Machine learning also enables analysts to interpret subtle signals. Behavioral analytics can flag most attacks that pace themselves and act in small steps, but attackers know that analysts have tools to find telltale attack signatures. For instance, SIEM correlation rules that look for the signature attack behavior can be easily bypassed by signature deviation. A correlation rule may look for five failed logins in one minute as an indicator of an abnormal access attempt. An attacker could bypass the rule by deviating the attempt one second after a minute elapsed.
Finally, analysts can use machine learning to gain insights beyond individual events. Cyberattacks that have already infiltrated the network might slowly follow the kill chain of reconnaissance, infiltration, spread and detonation. AI pieces together the whole picture to make decisions and aid in incident response.
Evaluating Machine Learning Solutions
There is a lot of marketing noise associated with machine learning technology. Below are some useful approaches to evaluating AI-enabled security solutions.
- Use case definitions: Determine what you want out of the solution and tailor it toward specifics such as spear phishing attacks, privileged users, malware, etc. This will help formulate a short list of solutions you’re targeting.
- Pick organizational subsets: Scaling is often a consideration, but for a proof of concept (PoC), consider establishing a small group to evaluate two or three vendors.
- Get source access: These solutions will need access to certain infrastructure, such as active directory log files, to operate. Ensure that the solution has all the appropriate access privileges it needs to function.
- Understand the results: Machine learning solutions deliver probabilistic results based on a percentage. The solution must provide supporting evidence when it flags an event so that analysts can act on it.
- Ensure classification accuracy: Evaluate the number of correct predictions as a ratio of all predictions made. This is the most common metric for classification problems — and also the most misused.

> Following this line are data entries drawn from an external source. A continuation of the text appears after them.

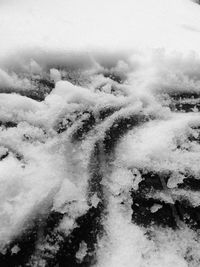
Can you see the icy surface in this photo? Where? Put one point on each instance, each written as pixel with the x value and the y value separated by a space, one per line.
pixel 100 133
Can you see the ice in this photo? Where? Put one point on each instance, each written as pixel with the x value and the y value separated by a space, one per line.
pixel 76 76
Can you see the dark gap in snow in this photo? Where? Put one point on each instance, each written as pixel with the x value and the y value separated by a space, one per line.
pixel 8 124
pixel 151 180
pixel 89 229
pixel 86 125
pixel 119 128
pixel 143 216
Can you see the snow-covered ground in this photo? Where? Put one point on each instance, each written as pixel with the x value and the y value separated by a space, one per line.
pixel 100 133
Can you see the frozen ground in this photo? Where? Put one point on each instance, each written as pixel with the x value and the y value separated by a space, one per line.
pixel 100 133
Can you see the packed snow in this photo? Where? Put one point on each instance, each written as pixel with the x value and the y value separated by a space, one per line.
pixel 99 107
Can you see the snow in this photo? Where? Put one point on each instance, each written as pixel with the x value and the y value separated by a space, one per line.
pixel 124 55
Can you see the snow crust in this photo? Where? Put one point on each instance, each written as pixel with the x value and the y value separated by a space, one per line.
pixel 152 48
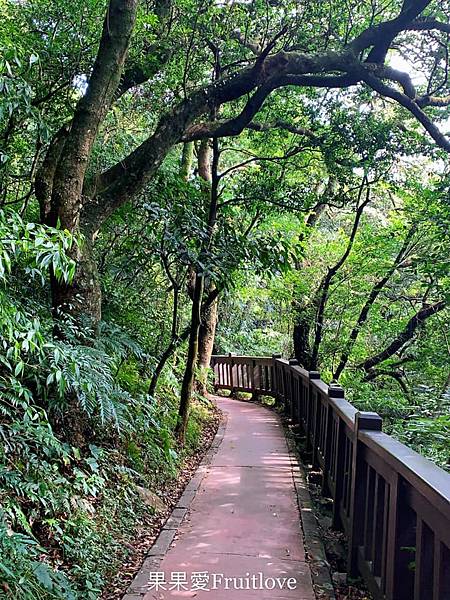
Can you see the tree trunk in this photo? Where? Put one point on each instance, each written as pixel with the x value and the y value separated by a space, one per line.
pixel 61 184
pixel 207 334
pixel 191 361
pixel 81 298
pixel 192 358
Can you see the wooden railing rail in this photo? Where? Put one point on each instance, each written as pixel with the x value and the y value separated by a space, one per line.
pixel 392 503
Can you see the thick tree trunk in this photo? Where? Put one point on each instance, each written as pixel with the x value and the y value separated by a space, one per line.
pixel 82 298
pixel 302 330
pixel 191 361
pixel 207 334
pixel 62 178
pixel 192 358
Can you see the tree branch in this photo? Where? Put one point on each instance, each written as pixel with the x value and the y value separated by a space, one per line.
pixel 404 336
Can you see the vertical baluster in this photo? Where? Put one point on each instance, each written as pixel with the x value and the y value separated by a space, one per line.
pixel 378 526
pixel 339 473
pixel 441 571
pixel 359 472
pixel 369 514
pixel 334 391
pixel 401 538
pixel 424 563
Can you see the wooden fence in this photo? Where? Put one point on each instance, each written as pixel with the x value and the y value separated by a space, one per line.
pixel 392 503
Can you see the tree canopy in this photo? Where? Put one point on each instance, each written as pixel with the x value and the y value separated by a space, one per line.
pixel 182 177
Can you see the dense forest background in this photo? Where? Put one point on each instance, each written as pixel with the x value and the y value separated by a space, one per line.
pixel 180 177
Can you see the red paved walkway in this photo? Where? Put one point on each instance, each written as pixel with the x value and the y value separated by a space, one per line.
pixel 244 518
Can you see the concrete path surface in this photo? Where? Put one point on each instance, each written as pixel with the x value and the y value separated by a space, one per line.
pixel 241 537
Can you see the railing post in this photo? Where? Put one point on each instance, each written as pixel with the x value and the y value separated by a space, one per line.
pixel 368 421
pixel 232 391
pixel 275 384
pixel 255 395
pixel 313 416
pixel 401 539
pixel 334 391
pixel 292 363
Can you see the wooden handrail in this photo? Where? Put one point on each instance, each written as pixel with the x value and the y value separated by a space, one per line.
pixel 392 503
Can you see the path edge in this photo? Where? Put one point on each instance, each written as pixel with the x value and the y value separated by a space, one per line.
pixel 140 584
pixel 315 550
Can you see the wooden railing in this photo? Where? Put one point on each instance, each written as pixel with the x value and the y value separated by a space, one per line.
pixel 392 503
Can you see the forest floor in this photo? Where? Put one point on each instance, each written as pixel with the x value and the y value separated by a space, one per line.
pixel 150 527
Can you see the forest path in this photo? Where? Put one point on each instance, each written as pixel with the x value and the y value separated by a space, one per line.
pixel 243 520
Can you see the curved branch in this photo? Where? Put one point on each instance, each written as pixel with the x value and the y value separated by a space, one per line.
pixel 404 336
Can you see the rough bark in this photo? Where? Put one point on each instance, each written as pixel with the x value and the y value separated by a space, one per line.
pixel 66 174
pixel 363 315
pixel 186 160
pixel 207 334
pixel 191 361
pixel 192 358
pixel 91 203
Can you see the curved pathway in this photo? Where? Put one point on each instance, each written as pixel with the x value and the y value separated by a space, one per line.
pixel 237 531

- Evaluate logarithmic loss: Logarithmic loss is defined as a performance metric for evaluating the predictions of probabilities of membership to a given class. It can be a measure of confidence for a prediction by an algorithm, for example. Predictions that are correct or incorrect are flagged to the confidence of the prediction.
- Determine who will own it: Common considerations include whether the tool will be a standalone solution or integrated with an SIEM. It can also be part of a security operations center (SOC) with red and blue teams harnessing it or another layer in the architecture where resources are tight.
Augmenting Human Intelligence
Always remember that these technologies are not silver bullets. Buyers of enterprise security products need to educate themselves on the basics of these technologies to avoid succumbing to the hype. Two standard deviations from the mean do not constitute machine learning, and five failed logins in one minute do not constitute artificial intelligence. In the absence of other information, there is no predictive value in seeing, for example, that an employee visited a website based in Russia.
These solutions provide a probability that a certain conclusion is accurate depending on its algorithm model. The real outcome is somewhere in the middle. Despite the hype surrounding artificial intelligence, all it does is provide mathematical suspicions, not confirmations. To maximize the effectiveness of artificial intelligence for cybersecurity, machine learning must be paired with savvy security analysts.